A esta a., consistente en ejercitarse en la entrega al Dios soberano, providente, inmanejable, a quien no vemos, cuyas «decisiones son inescrutables», «cuyos caminos son incomprensibles» (Rom 11, 33), podrí­amos llamarla a. de la fe. Semejante a. es tanto más existencial, o sea, toca tanto más de cerca el fundamento de la existencia del hombre, cuanto más parece que la experiencia fáctica de la vida contradice a la fe en un Dios del amor, en un Dios que ha dado la existencia a los hombres y les ha prometido una plenitud que supera todo lo terreno. Aquí­ el camino es aceptarse a sí­ mismo, con sus dolorosos e insuperables lí­mites, con sus debilidades y miserias, con el dolor, los absurdos y los desengaños de la vida, y, finalmente, con la -> muerte, absurdo final de la existencia humana. Es más, aprehendiendo la palabra de la promesa divina, hay que interesarse gozosamente por la vida y seguir su llamada, frente a la duda eternamente renovada y a la tentación de negarla. Cuanto el creyente hace más radicalmente esto, con tanta mayor claridad experimenta la voluntad singular de Dios para con él, voluntad que se refiere a él y sólo a él, y que por tanto no puede dilucidarse únicamente por los acontecimientos normales de la vida. El creyente debe prestar atención a esta voluntad, ponerse a su disposición y permitir realmente que ella disponga. Lo cual exige iniciativa propia, y ésta a su vez, implica ejercitación y renuncia. La meta de esa a. es la indiferencia ignaciana, la disposición antecedente a dejarse llamar lo mismo hacia acá que hacia allá. Sólo aquí­ es donde la a. de la fe se convierte en auténtica obediencia de la fe; como cuyo prototipo insuperable y válido para todos los tiempos es ensalzado Abraham. Sólo allí­ donde se ejercita esa obediencia creyente, recibe su sentido toda otra a. particular, ya sea la moral ya la mí­stica; ahí­ es donde tienen su lugar estas últimas, ahí­ donde deben estar integradas e inmersas. Pues de otro modo, corren el peligro de tener como meta más al hombre por sí­ mismo que a Dios.

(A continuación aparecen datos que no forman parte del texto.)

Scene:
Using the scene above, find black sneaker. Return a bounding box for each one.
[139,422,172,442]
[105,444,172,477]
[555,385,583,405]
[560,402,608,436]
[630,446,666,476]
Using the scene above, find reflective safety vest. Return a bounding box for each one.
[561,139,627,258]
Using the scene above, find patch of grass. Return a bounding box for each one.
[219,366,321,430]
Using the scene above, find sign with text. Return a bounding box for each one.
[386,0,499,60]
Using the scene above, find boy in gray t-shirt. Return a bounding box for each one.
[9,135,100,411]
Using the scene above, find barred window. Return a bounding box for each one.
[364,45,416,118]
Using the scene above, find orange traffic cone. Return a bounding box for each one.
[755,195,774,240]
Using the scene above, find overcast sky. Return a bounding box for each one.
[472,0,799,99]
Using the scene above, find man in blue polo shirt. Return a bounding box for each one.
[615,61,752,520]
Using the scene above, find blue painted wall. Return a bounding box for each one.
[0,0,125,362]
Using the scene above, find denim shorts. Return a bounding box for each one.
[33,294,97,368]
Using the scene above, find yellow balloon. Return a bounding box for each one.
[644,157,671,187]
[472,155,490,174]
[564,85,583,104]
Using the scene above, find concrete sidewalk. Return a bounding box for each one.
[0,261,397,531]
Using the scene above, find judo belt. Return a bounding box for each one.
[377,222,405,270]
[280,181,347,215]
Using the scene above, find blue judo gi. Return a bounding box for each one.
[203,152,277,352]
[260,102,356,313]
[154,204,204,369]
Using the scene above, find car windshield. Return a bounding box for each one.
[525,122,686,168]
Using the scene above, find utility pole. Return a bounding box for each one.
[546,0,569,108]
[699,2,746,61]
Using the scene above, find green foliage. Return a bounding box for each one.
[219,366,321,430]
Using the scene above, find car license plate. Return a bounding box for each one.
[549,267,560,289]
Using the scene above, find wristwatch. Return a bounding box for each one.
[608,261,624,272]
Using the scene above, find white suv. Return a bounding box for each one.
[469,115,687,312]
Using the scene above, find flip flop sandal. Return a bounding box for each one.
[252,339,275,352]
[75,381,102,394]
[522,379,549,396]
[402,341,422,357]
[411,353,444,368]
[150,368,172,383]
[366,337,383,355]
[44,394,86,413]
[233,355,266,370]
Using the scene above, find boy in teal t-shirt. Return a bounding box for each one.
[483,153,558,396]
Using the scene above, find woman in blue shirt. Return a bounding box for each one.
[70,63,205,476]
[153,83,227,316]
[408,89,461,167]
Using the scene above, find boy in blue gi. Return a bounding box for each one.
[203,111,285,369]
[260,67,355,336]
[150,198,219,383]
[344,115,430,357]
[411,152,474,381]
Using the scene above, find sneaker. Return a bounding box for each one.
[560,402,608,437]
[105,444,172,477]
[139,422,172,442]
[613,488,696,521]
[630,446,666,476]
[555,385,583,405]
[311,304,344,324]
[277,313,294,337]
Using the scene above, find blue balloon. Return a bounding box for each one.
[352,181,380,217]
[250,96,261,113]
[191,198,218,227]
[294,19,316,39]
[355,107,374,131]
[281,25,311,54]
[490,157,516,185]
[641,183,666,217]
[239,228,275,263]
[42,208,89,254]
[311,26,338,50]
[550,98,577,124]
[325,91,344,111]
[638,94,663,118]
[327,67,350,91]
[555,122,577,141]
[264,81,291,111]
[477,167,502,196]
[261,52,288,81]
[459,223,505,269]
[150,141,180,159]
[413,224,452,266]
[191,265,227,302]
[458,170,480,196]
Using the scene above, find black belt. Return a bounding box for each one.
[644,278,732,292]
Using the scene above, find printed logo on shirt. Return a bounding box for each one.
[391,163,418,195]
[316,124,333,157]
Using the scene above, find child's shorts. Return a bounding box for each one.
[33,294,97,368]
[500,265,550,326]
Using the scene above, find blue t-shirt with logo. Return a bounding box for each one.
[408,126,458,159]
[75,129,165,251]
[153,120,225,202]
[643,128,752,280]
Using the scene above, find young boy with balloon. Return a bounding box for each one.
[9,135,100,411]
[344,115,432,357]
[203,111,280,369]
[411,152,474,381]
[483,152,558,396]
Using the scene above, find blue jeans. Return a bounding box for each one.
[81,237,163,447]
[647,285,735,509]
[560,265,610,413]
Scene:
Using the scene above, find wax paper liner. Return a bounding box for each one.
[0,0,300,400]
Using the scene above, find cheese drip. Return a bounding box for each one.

Mas con todo esto todaví­a no hemos caracterizado suficientemente la a. fundamental del cristiano que la gracia de la fe exige. La a. se hace cristiana en sentido estricto sólo cuando se halla en el horizonte explí­cito del – pecado, del juicio divino sobre él y de la – redención por la cruz de Cristo. Por el pecado el hombre ha perdido la unión original con Dios y se ha convertido en deudor suyo; la vida presente, cargada de dolor, donde ya se anuncia la tribulación y el miedo de la muerte, vuelve siempre a recordarle su deuda. Por esto él, como cristiano, deberá relacionar el destino de dolor y de muerte impuesto al hombre y al mundo con el pecado y, consciente de su culpa, deberá someterse plenamente a ese destino. Su a. de la fe se extiende también al juicio punitivo que Dios pronunció sobre la humanidad pecadora (cf. Gén 3, 16-19; 6, 5ss). Y él sabe que por sí­ mismo jamás puede borrar su culpa. Por eso, rogando y confiando, pondrá su mirada en Dios y esperará su perdón.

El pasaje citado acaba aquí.